Andrew Drinkwater
When I was responsible for enrolment forecasting at a large university, we used to update our scenario data monthly during the fall term, and then at the end of the fiscal year. After this, all went quiet, until the dreaded rollover to the next academic year in summer. The rollover always caused panic:
What would break in my code? What if someone changed the input tables? The rollover involved a lot of steps, far too many of which were manual.
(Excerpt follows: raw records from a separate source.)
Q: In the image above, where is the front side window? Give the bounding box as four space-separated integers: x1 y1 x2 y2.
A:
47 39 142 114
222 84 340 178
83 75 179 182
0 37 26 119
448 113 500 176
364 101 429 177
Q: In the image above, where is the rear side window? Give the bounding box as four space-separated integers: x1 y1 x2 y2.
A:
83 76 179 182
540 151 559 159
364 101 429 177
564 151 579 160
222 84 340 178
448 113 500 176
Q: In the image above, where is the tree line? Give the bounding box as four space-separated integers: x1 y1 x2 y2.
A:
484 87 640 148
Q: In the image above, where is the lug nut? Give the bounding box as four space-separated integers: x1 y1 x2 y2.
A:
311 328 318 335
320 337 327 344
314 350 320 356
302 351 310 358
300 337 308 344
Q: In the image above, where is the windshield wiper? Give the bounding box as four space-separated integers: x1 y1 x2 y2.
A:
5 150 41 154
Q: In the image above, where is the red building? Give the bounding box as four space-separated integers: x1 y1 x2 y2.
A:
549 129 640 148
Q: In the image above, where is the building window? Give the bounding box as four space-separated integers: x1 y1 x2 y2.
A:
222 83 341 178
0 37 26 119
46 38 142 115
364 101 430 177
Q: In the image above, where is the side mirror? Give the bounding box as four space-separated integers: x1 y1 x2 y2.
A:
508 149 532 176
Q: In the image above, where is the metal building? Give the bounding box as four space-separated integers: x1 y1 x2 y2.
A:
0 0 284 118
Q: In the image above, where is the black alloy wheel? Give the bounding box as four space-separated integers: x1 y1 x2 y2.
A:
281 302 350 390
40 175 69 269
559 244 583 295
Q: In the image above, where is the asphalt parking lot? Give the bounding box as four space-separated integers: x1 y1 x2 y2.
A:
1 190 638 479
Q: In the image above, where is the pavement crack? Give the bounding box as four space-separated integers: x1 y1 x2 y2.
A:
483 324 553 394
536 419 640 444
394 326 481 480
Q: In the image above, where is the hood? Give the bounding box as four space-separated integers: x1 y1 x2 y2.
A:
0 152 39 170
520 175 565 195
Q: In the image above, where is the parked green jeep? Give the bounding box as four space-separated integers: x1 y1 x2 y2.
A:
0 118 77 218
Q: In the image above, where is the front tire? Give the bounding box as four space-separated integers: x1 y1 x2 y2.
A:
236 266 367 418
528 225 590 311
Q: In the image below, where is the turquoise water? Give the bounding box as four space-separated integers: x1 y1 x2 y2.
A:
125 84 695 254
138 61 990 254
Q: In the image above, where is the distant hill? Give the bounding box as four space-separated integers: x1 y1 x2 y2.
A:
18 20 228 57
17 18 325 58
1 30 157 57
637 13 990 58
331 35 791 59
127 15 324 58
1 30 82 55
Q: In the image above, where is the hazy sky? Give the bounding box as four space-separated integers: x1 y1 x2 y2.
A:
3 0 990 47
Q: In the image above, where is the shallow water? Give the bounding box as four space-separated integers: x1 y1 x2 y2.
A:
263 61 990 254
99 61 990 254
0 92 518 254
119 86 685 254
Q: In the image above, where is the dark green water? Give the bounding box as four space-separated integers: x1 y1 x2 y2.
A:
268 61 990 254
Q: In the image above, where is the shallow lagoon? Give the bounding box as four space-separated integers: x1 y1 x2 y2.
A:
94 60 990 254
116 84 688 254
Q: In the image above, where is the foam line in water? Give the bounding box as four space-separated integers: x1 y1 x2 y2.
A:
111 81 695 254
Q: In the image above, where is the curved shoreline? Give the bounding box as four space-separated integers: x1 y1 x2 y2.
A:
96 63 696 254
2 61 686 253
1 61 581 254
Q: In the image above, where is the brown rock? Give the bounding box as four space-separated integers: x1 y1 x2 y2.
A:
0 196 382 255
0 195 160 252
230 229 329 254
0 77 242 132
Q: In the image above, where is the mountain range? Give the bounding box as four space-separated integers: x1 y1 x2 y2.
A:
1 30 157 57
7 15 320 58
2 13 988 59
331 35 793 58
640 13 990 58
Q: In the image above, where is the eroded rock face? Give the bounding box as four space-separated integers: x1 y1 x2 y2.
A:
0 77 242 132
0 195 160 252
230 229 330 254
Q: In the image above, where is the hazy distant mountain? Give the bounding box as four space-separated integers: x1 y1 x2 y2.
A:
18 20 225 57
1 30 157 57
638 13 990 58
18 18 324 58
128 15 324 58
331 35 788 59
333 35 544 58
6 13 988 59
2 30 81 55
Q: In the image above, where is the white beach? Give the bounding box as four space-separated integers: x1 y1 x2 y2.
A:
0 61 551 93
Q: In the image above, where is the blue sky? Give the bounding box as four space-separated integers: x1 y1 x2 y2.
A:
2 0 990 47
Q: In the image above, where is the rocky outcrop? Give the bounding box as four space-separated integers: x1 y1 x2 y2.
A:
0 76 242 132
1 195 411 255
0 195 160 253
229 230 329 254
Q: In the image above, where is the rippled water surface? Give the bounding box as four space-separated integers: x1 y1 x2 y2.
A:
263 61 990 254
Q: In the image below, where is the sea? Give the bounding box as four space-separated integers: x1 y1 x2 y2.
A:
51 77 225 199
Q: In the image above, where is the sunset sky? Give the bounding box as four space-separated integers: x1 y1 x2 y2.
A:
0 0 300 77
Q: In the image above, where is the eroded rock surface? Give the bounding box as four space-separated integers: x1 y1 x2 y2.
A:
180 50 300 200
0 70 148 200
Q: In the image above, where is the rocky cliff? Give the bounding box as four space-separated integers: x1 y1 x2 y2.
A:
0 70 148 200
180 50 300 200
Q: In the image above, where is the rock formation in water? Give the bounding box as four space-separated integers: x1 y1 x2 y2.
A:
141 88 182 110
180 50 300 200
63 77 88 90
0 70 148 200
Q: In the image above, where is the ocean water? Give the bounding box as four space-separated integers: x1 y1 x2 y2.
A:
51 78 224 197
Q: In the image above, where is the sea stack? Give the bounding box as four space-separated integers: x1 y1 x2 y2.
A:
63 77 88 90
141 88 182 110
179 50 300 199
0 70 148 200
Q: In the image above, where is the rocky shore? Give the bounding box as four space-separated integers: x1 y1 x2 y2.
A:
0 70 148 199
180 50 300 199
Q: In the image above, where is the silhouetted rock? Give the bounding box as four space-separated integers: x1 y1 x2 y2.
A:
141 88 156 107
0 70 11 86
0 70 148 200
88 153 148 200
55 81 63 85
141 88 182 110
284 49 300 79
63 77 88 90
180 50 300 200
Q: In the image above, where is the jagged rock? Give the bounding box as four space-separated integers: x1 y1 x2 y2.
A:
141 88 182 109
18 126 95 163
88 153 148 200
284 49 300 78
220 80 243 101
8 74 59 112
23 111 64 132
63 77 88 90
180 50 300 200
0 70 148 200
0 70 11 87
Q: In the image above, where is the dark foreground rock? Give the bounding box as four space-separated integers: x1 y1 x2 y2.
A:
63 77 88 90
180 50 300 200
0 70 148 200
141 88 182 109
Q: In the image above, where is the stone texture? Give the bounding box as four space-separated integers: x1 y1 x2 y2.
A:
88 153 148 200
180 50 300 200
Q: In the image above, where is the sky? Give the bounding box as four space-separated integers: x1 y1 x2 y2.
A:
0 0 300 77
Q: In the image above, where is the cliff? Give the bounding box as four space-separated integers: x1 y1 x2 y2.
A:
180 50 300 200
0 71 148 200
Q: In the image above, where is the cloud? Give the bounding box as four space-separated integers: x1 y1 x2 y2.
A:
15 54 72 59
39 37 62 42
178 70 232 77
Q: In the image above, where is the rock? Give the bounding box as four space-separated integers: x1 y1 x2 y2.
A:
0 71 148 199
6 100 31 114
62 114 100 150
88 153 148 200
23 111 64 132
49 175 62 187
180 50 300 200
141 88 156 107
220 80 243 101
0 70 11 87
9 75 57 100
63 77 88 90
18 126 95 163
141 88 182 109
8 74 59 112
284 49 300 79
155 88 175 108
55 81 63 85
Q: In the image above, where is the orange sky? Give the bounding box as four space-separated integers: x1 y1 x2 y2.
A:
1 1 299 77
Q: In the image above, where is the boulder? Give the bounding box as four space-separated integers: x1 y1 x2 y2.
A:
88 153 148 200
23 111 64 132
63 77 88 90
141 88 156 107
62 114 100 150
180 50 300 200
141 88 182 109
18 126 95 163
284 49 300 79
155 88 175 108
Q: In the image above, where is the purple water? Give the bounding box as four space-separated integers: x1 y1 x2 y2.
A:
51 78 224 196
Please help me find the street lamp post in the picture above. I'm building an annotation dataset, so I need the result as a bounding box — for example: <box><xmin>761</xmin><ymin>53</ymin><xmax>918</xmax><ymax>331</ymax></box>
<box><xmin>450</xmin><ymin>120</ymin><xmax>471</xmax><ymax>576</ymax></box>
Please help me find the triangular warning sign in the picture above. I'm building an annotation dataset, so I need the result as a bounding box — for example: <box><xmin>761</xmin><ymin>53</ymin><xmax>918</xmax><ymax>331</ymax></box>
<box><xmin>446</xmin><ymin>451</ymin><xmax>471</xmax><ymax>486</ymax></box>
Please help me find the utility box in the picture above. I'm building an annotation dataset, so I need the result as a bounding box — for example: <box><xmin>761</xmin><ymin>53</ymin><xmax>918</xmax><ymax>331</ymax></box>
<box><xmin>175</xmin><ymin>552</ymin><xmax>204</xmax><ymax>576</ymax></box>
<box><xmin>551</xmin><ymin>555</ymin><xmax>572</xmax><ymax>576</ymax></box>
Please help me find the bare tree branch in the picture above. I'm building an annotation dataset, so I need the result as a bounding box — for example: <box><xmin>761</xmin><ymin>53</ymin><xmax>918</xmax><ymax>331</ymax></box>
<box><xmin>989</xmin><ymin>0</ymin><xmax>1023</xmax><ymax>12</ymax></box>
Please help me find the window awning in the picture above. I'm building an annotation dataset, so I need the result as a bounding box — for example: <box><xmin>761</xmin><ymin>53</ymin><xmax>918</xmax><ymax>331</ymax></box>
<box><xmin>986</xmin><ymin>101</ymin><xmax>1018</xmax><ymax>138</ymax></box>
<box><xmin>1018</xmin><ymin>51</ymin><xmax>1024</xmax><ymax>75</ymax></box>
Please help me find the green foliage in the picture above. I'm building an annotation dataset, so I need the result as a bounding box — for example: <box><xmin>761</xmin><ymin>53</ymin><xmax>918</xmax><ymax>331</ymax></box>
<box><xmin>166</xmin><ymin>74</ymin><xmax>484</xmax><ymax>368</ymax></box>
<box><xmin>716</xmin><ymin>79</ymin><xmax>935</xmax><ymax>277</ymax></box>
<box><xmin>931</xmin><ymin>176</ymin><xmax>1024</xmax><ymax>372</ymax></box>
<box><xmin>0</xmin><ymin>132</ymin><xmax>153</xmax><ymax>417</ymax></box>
The database and the R model we used worked together, but not particularly well, and definitely not for rollover.
Back in March, I wrote about When is a New Scenario a New Scenario?
In that article, we discussed ways to think about scenario versions:
When we think about scenario versions, it’s helpful to break them down into different buckets:
- Changes in user-controlled parameters.
- Changes in automatically updated (non-user-controlled) parameters.
- Changes in the underlying model.
Our best candidate for automation is #2 (automatically updated parameters) followed by #3 (changes in the underlying model).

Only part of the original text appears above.